Further examination reveals an abnormal white blood cell count, either high or low. Evaluation of the white blood cells by peripheral blood smear suggests the diagnosis, with definitive diagnosis obtained after a bone marrow biopsy. Flow cytometry and special stains are performed to differentiate acute myelogenous leukemia from acute lymphocytic leukemia and to determine leukemia subtype. Rarely, does acute myelogenous leukemia present with soft tissue masses, or granulocytic sarcomas.

It was first described by Burns in 1811. In 1853, King gave the tumor the name, chloroma. Chloroma describes the green color that is characteristic of the tumor, due to myeloperoxidase present within the mass. It was Dock, in 1893, who made the connection between granulocytic sarcomas and acute my eloid leukemia [1]. The chloroma was renamed granulocytic sarcoma by Rappaport, to describe any tumorous mass associated with the granulocytic leukemias [2].

Myeloid sarcomas are present in only 2% - 8% of acute myeloid leukemias [3,4]. They can be either symptomatic or asymptomatic, depending on the site, and can occur as an isolated finding or in conjunction with acute myeloid leukemia. The usual sites of the occurrence of these sarcomas include skin and lymph nodes, but they have been found to invade bone, epidural structures, soft tissue and GI tract. A recent report of 32 cases and review of the literature showed a poor prognosis in patients with granulocytic sarcoma, either de novo, or when presenting simultaneously with acute myeloid leukemia with a median survival of 9.51 +/− 19.38 months [1].

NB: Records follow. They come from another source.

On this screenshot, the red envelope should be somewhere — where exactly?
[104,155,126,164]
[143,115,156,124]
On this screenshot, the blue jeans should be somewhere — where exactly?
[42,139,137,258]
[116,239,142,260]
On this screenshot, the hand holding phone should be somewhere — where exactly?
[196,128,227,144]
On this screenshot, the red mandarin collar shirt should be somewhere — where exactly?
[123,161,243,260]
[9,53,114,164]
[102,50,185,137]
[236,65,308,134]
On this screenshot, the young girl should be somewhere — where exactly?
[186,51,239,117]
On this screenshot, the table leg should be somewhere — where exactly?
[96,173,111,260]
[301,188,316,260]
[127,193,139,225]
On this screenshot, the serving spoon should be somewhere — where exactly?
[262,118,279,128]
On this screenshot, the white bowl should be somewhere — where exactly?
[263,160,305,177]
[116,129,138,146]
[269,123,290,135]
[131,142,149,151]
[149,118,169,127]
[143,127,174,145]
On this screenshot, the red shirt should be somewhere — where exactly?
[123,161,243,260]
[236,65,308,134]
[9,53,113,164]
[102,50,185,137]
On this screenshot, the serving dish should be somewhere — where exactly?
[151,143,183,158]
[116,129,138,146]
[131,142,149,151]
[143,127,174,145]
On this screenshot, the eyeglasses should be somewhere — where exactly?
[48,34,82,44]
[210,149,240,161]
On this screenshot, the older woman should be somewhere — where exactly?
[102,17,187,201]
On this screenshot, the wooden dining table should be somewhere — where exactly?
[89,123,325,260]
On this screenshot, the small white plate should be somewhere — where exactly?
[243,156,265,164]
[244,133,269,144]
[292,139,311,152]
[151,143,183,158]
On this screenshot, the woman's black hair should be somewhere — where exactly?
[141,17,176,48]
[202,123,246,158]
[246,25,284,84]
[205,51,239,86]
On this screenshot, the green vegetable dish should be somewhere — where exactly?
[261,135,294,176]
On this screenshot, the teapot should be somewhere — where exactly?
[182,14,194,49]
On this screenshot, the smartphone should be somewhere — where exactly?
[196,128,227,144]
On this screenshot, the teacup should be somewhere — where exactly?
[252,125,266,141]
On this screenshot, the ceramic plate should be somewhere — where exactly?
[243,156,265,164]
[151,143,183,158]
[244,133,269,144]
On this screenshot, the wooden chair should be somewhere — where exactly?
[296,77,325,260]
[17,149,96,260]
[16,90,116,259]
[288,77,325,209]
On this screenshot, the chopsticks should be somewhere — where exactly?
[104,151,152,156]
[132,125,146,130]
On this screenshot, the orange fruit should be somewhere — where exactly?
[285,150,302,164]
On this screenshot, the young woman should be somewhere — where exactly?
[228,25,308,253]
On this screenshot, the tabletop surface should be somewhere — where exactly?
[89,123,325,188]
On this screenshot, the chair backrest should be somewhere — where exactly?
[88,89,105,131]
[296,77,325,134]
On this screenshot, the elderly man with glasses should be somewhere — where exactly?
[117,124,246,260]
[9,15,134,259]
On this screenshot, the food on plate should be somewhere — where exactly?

While about a dozen cases have been reported of myeloid sarcoma invading the cardiovascular structures, only one other patient has been recorded to have right heart failure. However, the myeloid sarcoma was diagnosed on post-mortem examination of the patient [5]. To our knowledge, our patient represents the only reported case of myeloid sarcoma causing compressive stenosis of the pulmonary artery with right heart failure with resolution of symptoms after treatment.

Conflicts of Interest

The authors declare no conflicts of interest.


[1] Paydas, S., Zorludemir, S. and Ergin, M. (2006) Granulocytic sarcoma: 32 cases and review of the literature. Leukemia & Lymphoma, 47, 2527-2541. doi:10.1080/10428190600967196
[2] Byrd, et al. (1995) Extramedullary myeloid cell tumors in acute nonlymphocytic leukemia: A clinical review. Journal of Clinical Oncology, 13, 1800-1816.
[3] Liu, P.I., Ishimaru, T., McGregor, D.H., et al. (1973) Autopsy study of granulocytic sarcoma (chloroma) in patients with myelongenous leukemia. Hiroshima-Nagasaki 1949-1969. Cancer, 31, 948-955. doi:10.1002/1097-0142(197304)31:4<948::AID-CNCR2820310428>3.0.CO;2-N
[4] Ravandi-Kashani, F., Cortes, J. and Giles, F.J. (2000) Myelodysplasia presenting as granulocytic sarcoma of mediastinum causing superior vena cava syndrome. Leukemia & Lymphoma, 36, 631-637. doi:10.3109/10428190009148412
[5] Tillawi, I.S. and Variakojis, D. (1990) Refractory right ventricular failure due to granulocytic sarcoma. Archives of Pathology & Laboratory Medicine, 114, 983-985.